Am Anfang eines literarischen Werks müssen die Erwartungen zerstört werden, um auf den Trümmern ganz etwas Eigenes aufbauen zu können: Literatur nicht als Weltverbesserung, sondern als Versuch, sich über sich selbst klar zu werden, losgelöst von den Fesseln des Realismus. Darum misstraut Peter Handke dem Roman, in dem der Autor einer Heerschar von Figuren gerecht werden muss, obwohl er doch mit sich selbst schon genug zu tun hat. "Ich glaube aber an die Erzählung", sagt Handke. "Ich glaube, dass auch das Elegische zum Menschen gehört, dass Dinge nicht so hingestellt werden können, so hehr und heroisch. Indem man sie in eine Erzählung bringt, zeigt man auch das Vergängliche, das Sterbenselende in jedem, in einem drin."
"Erschütterung durch Schönheit" ist das Ziel von Handke
So eine Erzählung ist "Wunschloses Unglück", eines seiner erfolgreichsten Werke, sicherlich sein schönstes. Ihm gehe es um "Erschütterung durch Schönheit", sagt Handke. Hier, beim Nachsinnen über seine Mutter, die sich das Leben nahm, kommt er dem menschlichen Alltagselend ganz nah, dem Elend von Anpassung und Ich-Verlust.

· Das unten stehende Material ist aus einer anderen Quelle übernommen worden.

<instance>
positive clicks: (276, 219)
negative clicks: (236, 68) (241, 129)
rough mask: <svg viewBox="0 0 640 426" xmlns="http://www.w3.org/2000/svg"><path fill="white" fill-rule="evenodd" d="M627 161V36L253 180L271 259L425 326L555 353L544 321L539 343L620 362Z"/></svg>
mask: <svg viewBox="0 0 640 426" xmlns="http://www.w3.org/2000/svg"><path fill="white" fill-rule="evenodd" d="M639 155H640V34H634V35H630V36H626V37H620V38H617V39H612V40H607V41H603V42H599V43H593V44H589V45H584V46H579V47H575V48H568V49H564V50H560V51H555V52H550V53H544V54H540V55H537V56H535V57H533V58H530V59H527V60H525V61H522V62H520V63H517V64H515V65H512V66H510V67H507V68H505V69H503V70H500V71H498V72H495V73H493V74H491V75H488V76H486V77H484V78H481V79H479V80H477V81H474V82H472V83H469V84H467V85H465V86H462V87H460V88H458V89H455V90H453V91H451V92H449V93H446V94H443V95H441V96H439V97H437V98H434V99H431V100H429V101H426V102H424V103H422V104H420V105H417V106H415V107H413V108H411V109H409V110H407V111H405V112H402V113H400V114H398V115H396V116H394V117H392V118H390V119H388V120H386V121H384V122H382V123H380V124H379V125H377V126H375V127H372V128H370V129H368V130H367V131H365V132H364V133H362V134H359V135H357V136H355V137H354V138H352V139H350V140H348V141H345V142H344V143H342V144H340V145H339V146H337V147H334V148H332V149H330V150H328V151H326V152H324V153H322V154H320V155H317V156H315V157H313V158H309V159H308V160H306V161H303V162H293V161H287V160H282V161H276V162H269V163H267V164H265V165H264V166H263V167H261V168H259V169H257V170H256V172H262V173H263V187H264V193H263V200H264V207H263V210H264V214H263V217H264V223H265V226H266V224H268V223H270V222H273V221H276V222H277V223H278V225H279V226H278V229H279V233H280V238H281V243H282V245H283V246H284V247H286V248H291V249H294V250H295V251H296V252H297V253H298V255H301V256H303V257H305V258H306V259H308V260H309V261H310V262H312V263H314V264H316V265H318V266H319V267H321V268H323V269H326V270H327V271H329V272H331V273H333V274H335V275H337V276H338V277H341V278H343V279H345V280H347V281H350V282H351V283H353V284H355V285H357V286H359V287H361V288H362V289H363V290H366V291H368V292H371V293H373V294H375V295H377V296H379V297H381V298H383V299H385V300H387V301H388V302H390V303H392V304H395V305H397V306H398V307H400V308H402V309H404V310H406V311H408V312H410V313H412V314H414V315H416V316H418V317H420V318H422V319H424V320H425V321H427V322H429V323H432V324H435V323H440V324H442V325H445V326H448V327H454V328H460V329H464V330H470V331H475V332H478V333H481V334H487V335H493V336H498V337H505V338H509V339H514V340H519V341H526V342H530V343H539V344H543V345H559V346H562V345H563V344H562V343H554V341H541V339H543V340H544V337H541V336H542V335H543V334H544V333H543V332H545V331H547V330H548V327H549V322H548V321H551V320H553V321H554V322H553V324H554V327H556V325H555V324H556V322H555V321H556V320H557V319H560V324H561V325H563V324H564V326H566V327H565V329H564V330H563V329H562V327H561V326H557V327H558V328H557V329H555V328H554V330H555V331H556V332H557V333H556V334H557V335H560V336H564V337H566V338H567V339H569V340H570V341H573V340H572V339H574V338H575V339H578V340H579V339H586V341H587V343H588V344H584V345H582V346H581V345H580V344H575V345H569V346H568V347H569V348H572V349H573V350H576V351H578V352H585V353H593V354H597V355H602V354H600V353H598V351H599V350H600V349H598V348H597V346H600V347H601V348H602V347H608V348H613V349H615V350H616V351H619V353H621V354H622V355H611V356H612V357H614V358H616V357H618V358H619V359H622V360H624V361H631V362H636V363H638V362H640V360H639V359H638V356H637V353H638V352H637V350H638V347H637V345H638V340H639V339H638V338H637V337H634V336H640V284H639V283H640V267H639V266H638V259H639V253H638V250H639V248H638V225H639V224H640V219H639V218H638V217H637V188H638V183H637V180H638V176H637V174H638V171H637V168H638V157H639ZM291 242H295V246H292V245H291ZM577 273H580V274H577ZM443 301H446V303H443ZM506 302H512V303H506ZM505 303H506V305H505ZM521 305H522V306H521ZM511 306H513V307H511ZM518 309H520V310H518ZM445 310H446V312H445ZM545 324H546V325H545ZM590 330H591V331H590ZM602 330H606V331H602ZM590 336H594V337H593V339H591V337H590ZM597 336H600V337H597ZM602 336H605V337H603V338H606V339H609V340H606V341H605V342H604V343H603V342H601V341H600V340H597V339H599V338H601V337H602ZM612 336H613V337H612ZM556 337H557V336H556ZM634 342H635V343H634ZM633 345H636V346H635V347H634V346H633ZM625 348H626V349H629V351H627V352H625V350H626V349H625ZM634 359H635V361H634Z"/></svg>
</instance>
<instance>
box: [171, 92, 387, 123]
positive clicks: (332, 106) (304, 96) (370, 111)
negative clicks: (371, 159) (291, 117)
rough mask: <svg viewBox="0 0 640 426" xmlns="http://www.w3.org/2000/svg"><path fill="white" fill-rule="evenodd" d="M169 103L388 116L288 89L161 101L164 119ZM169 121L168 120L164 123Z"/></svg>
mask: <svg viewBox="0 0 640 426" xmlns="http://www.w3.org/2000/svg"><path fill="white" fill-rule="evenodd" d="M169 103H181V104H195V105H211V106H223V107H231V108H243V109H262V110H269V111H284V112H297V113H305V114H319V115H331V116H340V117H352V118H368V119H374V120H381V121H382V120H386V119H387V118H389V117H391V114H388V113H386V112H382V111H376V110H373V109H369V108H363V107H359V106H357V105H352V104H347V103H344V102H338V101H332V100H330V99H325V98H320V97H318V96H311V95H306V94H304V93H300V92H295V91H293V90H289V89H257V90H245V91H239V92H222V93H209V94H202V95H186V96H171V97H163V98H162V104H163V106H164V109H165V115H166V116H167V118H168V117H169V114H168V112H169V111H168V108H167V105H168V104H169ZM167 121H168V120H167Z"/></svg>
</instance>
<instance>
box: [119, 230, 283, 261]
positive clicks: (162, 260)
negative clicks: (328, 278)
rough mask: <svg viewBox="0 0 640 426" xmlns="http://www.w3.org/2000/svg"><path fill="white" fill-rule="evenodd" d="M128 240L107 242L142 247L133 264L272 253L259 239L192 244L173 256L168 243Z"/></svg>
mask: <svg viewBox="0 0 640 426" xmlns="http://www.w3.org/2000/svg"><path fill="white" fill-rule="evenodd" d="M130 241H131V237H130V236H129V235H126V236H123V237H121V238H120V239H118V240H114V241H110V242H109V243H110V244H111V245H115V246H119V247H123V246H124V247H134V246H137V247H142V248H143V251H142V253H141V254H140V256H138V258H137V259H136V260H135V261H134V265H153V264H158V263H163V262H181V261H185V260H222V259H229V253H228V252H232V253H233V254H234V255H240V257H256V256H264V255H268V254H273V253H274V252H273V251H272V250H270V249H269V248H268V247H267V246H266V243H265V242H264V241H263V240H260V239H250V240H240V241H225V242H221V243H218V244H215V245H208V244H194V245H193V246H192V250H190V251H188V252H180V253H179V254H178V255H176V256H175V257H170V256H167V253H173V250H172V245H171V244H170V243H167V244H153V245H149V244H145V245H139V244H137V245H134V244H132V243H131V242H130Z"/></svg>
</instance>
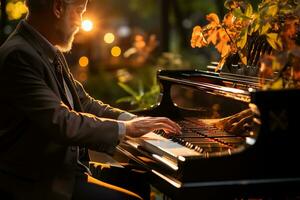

Ein maskenhaftes Gesicht. Nicht maskenhaft starr, sondern maskenhaft bewegt. Eine verstellte Stimme, die, ängstlich um Nicht-Auffallen bemüht, nicht nur den anderen Dialekt, sondern auch die fremden Redensarten nachsprach. Eine abgeschaute Körperhaltung mit Hüftknick, einen Fuß vor den anderen gestellt. Das alles, nicht um ein anderer Mensch, sondern um ein Typ zu werden. Handke liest aus "Wunschloses Unglück"
Handkes Ekel vor der Macht
Schon der junge Peter Handke findet, dass ihm all der Ruhm durchaus zustehe. Warum er so viel gelesen wird? Seine Antwort: "Weil ich Weltliteratur schreibe." Mit 30 ist er der bis heute jüngste Träger des Georg-Büchner-Preises. In seiner Dankesrede erklärt er: "Politische Aktionen habe ich immer nur verfolgt wie Sportreportagen; betroffen fühlte ich mich jeweils erst dann, wenn die Politik blutig wurde. Und von jeher fühlte ich mit den Opfern. Seit ich mich erinnern kann, ekle ich mich vor der Macht, und dieser Ekel ist nichts Moralisches, er ist kreatürlich, eine Eigenschaft jeder einzelnen Körperzelle."
Mitgefühl mit den Opfern, Ekel vor der Macht? Dieser Mann trägt ein großes Geheimnis mit sich herum. Dass er mütterlicherseits slowenische Wurzeln hat, mag seine große Trauer um den Vielvölkerstaat Jugoslawien erklären. Warum aber schmiegt er sich so eng an den Mächtigen Milošević an, warum hält er eine Rede am Grab des mutmaßlichen Kriegsverbrechers? Warum verharmlost er die Verbrechen an bosnischen Muslimen? All diese Diskussionen, die Ende der 90er dazu führen, dass er den Büchner-Preis wieder zurückgibt, flammen 2019 mit neuer Schärfe auf, als Peter Handke überraschend mit dem Literatur-Nobelpreis geehrt wird.
Ganz "poetischer Mensch" sein
Er aber hat überhaupt keine Lust zu diskutieren, schon gar nicht mit Journalisten: "Ich steh‘ vor meinem Gartentor, und da sind 50 Journalisten, und alle fragen nur wie Sie! Und von keinem Menschen, der zu mir kommt, hör‘ ich, dass er sagt, dass er irgendwas von mir gelesen hat, dass er weiß, was ich geschrieben hab‘. Ich bin ein Schriftsteller, ich komm‘ von Tolstoi, ich komm‘ von Homer, ich komm‘ von Cervantes…"
Peter Handke will in Ruhe gelassen werden, will ganz "poetischer Mensch" sein dürfen. "Wie wird man ein poetischer Mensch? Auf alle Fragen, auch auf diese, gibt es die schöne, zutreffende Antwort: Das ist eine lange Geschichte." In seinem Falle dauert sie nun schon 80 Jahre.